O uso de programas “robô” nas licitações públicas - É legal?

A utilização de software, conhecido popularmente como “robô”, nas licitações eletrônicas é um assunto recorrente em nossas dúvidas jurídicas. Não é um robô propriamente dito, mas um sistema, um software que permite lances automatizados 

O Poder Público tem se demonstrado avesso ao uso desta tecnologia, justificando que o uso dos robôs nos portais que utilizam o critério “tempo randômico/aleatório”, na fase de lances, interferem diretamente no caráter competitivo, criando desigualdade na competição pois o uso do robô confere maior agilidade, ultrapassando e muito a agilidade humana, na hora de inserir os lances e conseqüentemente  ferindo o princípio da isonomia.

Deste modo apesar de ser digamos antiético, como o atual entendimento,  o uso do “robô” em processos licitatórios não deve ser admitido por orientação do próprio Tribunal de Contas, sob pena do licitante ser alijado do certame e eventualmente responsabilizado por crime licitatório.

Não há dúvidas que o processo licitatório deve obedecer aos princípios constitucionais expressamente declarados no art. 3º da Lei de Licitações, em especial, e fundamental para o assunto ora abordado, o princípio da isonomia, “trivialmente” conhecido como princípio da igualdade. Ícone da democracia, representa o tratamento justo e faz-se presente nas Constituições de vários países que afirmam: “todos são iguais perante a lei”.

Ttrata-se de um princípio que pode ser relativizado, vez que, doutrina e jurisprudência reconhecem que a igualdade jurídica consiste em “tratar igualmente os iguais e desigualmente os desiguais na medida em que eles se desigualam” (CELSO RIBEIRO BASTOS, Curso de Direito Constitucional, São Paulo, Saraiva, 1978, p.225).

Podemos concluir, portanto, que o processo licitatório deve perseguir e preservar o tratamento isonômico (igualdade), possibilitando que todos os participantes tenham condições iguais para competir no certame.

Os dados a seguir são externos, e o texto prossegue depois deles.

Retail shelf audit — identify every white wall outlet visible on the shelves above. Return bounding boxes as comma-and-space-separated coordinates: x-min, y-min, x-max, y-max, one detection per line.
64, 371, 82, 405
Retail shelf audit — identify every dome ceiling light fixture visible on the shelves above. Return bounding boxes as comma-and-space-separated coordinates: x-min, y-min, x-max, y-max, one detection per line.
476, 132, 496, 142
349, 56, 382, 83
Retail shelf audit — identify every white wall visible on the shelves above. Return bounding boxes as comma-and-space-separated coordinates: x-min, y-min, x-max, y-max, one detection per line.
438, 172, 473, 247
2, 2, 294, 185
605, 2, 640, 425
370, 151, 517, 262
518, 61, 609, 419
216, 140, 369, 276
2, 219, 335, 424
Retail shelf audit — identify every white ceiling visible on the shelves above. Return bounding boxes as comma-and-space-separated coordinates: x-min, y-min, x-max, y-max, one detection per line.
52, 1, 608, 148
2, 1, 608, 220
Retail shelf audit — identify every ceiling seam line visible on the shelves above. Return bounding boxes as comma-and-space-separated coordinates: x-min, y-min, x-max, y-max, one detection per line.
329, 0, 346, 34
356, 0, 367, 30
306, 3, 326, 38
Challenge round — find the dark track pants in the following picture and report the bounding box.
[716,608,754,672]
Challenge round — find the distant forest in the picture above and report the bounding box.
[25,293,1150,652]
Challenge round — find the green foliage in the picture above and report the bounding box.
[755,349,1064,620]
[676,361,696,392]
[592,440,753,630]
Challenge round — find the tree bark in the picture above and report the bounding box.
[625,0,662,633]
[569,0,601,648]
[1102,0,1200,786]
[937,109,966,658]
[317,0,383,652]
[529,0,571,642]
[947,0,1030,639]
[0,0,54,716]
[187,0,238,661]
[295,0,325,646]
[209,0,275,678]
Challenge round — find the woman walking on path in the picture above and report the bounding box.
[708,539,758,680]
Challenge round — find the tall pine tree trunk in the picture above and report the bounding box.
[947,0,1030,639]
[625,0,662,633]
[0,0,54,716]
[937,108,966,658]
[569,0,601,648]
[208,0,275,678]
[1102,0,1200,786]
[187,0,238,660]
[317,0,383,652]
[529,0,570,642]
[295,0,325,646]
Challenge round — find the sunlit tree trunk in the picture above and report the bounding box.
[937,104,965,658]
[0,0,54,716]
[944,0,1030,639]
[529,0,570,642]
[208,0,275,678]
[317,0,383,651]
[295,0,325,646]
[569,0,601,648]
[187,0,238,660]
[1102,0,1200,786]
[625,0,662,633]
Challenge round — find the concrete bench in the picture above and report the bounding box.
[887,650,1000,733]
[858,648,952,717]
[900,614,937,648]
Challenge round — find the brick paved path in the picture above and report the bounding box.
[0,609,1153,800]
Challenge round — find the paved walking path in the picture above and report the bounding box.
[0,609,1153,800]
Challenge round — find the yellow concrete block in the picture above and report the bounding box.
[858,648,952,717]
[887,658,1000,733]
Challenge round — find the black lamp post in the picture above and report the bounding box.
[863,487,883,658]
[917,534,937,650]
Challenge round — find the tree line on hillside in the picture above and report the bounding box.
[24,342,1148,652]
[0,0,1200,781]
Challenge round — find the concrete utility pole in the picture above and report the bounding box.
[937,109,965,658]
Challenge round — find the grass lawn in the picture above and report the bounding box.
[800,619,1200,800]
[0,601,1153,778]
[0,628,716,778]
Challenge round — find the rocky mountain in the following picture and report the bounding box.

É neste momento que surge a polêmica sobre a utilização de softwares que inserem seus lances automaticamente, bastando que o usuário defina qual seu percentual, ou valor, de desconto em relação ao menor lance e este o fará em fração de segundos, superando a agilidade humana e potencializando as chances de tornar-se vencedor com seu melhor preço.

Note-se que esta polêmica quanto à utilização do “robô” em detrimento ao princípio da isonomia se dá devido a figura do tempo randômico/aleatório que existe em alguns portais de compras, principalmente o Comprasnet – Portal de Compras do Governo Federal.

Como funciona o tempo randômico/aleatório?

Depois de encerramento do período estabelecido pelo pregoeiro o sistema informa aos licitantes o início do tempo randômico/aleatório em que a qualquer momento a fase de lance pode se encerrar. É usual os licitantes a partir do tempo randômico começarem a ofertar lances e a sessão poderá se encerrar de 1 segundo a 30 minutos. Como o “robô” é um software que insere os lances em fração de segundos ao encerrar o tempo randômico/aleatório o licitante possuidor do “robô” sempre terá o seu lance na melhor colocação, consagrando-se detentor da melhor oferta.